There is Florence Nightingale. Then there is the loathsome Nurse Ratched from “One Flew Over The Cuckoo’s Nest.”  Depictions of nurses on the silver screen have shifted dramatically over the last century, according to a new study. And those portrayals have affected nurses in real life.

Australian researchers watched more than 280 films made over the last 100 years, and reviewed the plots of another 36,000 to learn how nurses have been depicted on the silver screen. Starting at the dawn of the film era, nurses were generally seen as the heroine or love interest, someone who selflessly cares for others, according to the report. During the women’s liberation movement in the 1960s, nurses began cropping up in psychological thrillers and as sociopaths, according to the report authors.
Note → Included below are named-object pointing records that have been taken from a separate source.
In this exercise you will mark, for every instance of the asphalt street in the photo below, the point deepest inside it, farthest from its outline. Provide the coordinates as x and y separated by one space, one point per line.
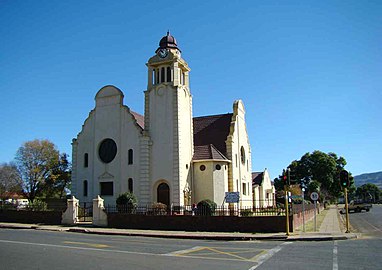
369 224
33 249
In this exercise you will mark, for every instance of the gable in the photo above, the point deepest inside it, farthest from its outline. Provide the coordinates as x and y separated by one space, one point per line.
213 130
257 178
204 152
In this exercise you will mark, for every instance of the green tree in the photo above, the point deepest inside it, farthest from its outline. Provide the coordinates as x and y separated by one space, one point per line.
368 192
59 180
36 161
319 172
126 202
10 180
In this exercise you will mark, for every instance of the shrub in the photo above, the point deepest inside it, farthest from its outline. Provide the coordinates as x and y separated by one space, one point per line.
38 205
126 202
206 208
246 213
159 209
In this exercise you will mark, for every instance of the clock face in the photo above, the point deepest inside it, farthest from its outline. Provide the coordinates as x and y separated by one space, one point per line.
162 53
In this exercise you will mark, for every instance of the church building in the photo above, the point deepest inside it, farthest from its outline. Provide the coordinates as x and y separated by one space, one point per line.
165 155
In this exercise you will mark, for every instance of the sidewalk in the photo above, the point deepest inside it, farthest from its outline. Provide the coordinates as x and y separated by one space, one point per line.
329 231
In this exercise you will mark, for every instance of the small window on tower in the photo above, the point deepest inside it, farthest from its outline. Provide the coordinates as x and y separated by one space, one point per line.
86 160
130 185
85 188
106 188
162 75
130 156
168 74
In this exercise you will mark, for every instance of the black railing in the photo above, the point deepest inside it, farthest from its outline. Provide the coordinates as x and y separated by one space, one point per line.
189 210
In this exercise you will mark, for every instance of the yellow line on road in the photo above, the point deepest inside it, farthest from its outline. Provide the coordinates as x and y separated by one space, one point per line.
87 244
226 253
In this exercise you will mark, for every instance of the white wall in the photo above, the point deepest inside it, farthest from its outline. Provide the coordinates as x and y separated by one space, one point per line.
109 119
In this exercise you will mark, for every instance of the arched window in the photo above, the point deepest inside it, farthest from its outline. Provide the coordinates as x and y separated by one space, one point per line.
242 155
162 75
130 185
85 188
130 156
163 194
168 74
86 160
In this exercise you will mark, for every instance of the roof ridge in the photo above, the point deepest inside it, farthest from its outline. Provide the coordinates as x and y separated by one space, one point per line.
214 115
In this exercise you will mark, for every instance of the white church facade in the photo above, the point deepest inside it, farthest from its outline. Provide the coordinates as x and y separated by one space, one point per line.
165 155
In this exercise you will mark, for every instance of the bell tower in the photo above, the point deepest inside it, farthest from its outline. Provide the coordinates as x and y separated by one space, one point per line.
168 123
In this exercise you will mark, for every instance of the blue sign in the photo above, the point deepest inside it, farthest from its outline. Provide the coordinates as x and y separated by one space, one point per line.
232 197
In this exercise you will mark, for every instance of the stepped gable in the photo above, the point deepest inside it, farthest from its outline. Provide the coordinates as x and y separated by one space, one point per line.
139 118
213 129
257 178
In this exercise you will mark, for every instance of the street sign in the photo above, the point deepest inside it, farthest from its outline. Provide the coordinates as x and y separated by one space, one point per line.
314 196
232 197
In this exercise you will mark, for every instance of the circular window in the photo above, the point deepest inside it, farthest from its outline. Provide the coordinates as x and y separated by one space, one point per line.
242 155
107 150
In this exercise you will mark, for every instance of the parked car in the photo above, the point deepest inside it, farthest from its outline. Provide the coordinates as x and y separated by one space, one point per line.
357 206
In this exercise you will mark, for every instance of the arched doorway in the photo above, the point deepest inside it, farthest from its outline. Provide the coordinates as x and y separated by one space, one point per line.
163 194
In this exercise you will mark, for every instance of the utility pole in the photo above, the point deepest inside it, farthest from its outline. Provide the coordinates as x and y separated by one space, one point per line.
286 184
345 183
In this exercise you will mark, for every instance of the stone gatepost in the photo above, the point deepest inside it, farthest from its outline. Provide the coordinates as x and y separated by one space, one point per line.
70 216
99 214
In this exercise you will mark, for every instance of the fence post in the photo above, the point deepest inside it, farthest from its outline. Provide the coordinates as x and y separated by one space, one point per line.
99 214
70 216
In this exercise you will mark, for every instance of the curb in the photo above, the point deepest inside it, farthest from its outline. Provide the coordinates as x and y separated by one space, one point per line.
187 236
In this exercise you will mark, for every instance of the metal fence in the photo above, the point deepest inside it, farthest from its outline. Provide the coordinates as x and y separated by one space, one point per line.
40 206
201 211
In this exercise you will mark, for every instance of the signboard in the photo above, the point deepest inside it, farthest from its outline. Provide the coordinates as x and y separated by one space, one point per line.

Modern films tend to depict nurses as self-confident and powerful-a much better view than had earlier been taken. Still, authors warn that nurses need to be aware of how they’re being portrayed in the cinema. With roughly 26% of the 280 some films featuring an overtly sexual characterization of nurses, study author Dr. David Stanley from the Curtin University of Technology in Perth says there are negative implications for the nursing profession.

The full report, titled “Celluloid angels: a research study of nurses in feature films 1900-2007,” was published in the October issue of the Journal of Advanced Nursing.